If the Bill is to make progress, the Government should accept the procedure set out in amendment No. 22, which proposes what is known colloquially as the super-affirmative procedure. The proposed system is logical and clear, and would lead to far greater parliamentary scrutiny, with the result that the Secretary of State would be rendered more accountable to both Houses of Parliament. No democrat who is a member of the Executive should complain about that.

We face one constitutional problem that some people—and, from time to time, I am one of them—say is a benefit. It is that the Executive not only sit in Parliament, but on it as well. The amendment goes some way towards redressing the balance. If we can get the Government to ensure that their measures are “superly” affirmed, the result may be that the Executive are required to look Parliament more directly in the face.

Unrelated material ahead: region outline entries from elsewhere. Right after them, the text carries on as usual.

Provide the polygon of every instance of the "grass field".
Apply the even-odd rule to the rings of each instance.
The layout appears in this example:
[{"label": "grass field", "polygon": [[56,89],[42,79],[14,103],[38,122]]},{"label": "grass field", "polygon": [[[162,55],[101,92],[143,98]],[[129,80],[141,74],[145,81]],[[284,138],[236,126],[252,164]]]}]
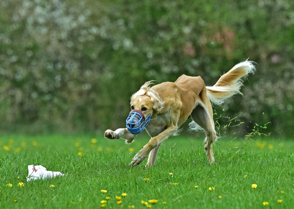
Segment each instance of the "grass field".
[{"label": "grass field", "polygon": [[[132,168],[132,158],[149,139],[139,136],[129,145],[90,135],[0,137],[0,208],[143,208],[142,200],[152,199],[158,202],[147,206],[155,208],[293,207],[292,140],[223,138],[214,146],[216,162],[211,165],[204,136],[184,135],[161,145],[153,167],[145,168],[145,160]],[[31,164],[66,176],[27,182]],[[116,196],[122,197],[121,204]],[[106,197],[106,206],[100,201]]]}]

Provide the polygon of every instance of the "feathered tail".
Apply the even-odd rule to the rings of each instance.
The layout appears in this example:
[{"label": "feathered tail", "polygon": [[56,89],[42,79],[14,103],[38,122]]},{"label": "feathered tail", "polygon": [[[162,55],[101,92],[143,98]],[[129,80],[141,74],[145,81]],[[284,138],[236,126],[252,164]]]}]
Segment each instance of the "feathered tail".
[{"label": "feathered tail", "polygon": [[213,103],[221,105],[225,99],[240,93],[240,89],[243,85],[241,79],[255,72],[253,65],[255,62],[248,60],[234,66],[222,76],[213,86],[206,86],[206,95]]}]

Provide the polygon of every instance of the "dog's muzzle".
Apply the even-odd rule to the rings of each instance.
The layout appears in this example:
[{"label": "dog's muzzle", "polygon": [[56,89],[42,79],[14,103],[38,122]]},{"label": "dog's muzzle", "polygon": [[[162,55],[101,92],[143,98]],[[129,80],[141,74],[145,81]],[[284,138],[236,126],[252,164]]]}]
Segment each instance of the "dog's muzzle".
[{"label": "dog's muzzle", "polygon": [[[152,113],[154,112],[153,111]],[[148,125],[151,118],[151,114],[145,119],[142,112],[138,110],[133,110],[130,112],[126,121],[128,130],[133,134],[138,134]]]}]

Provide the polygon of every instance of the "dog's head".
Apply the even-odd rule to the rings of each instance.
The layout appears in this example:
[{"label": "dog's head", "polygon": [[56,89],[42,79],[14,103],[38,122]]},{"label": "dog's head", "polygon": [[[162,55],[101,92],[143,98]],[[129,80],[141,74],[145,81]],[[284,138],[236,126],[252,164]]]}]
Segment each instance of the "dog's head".
[{"label": "dog's head", "polygon": [[157,93],[149,88],[152,81],[146,82],[131,97],[131,109],[140,111],[145,118],[153,111],[157,112],[163,108],[164,104]]},{"label": "dog's head", "polygon": [[163,108],[162,101],[156,91],[149,87],[147,82],[131,97],[130,113],[126,121],[127,128],[133,134],[141,133],[148,125],[154,111]]}]

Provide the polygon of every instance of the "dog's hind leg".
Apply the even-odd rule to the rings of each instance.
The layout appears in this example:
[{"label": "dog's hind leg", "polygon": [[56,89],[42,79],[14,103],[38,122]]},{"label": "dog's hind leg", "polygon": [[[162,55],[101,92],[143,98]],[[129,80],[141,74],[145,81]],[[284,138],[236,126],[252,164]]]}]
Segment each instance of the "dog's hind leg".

Amendment No. 38 deals with the date of implementation. It may not be known by many in the Chamber that the implementation provision is to be found on the last page of the main body of the Bill, in clause 38. The provision permits the Secretary of State to designate an appointed day for the Bill to come into force. Amendment No. 38 would mean that the appointed day would be provisional on the factors referred to in subsections (1A) and (1B) in the amendment. Those seem entirely sensible and logical matters to take into account. [ Interruption. ] I am informed that the Government are so concerned about the super-affirmative procedure that they would like to speak at some length on the subject. I would be delighted if the right hon. Member for Rutherglen and Hamilton, West (Mr. McAvoy), who is concerned about my well-being, could have that opportunity, but sadly he is part of the silent service, so we have merely to stand here and admire him in every possible way. Unfortunately, the argument that he has put to me politely on paper does not move me at all and, in due course, I will ask for the opinion of the House on the procedural matters in this group of amendments.

Mr. Jeremy Browne: It is fair to say that this group of amendments does not go as directly to the heart of the Bill as the previous group. None the less, they are significant and worthy of brief comment. I rise to highlight two objectives to which I hope we in this House attach importance.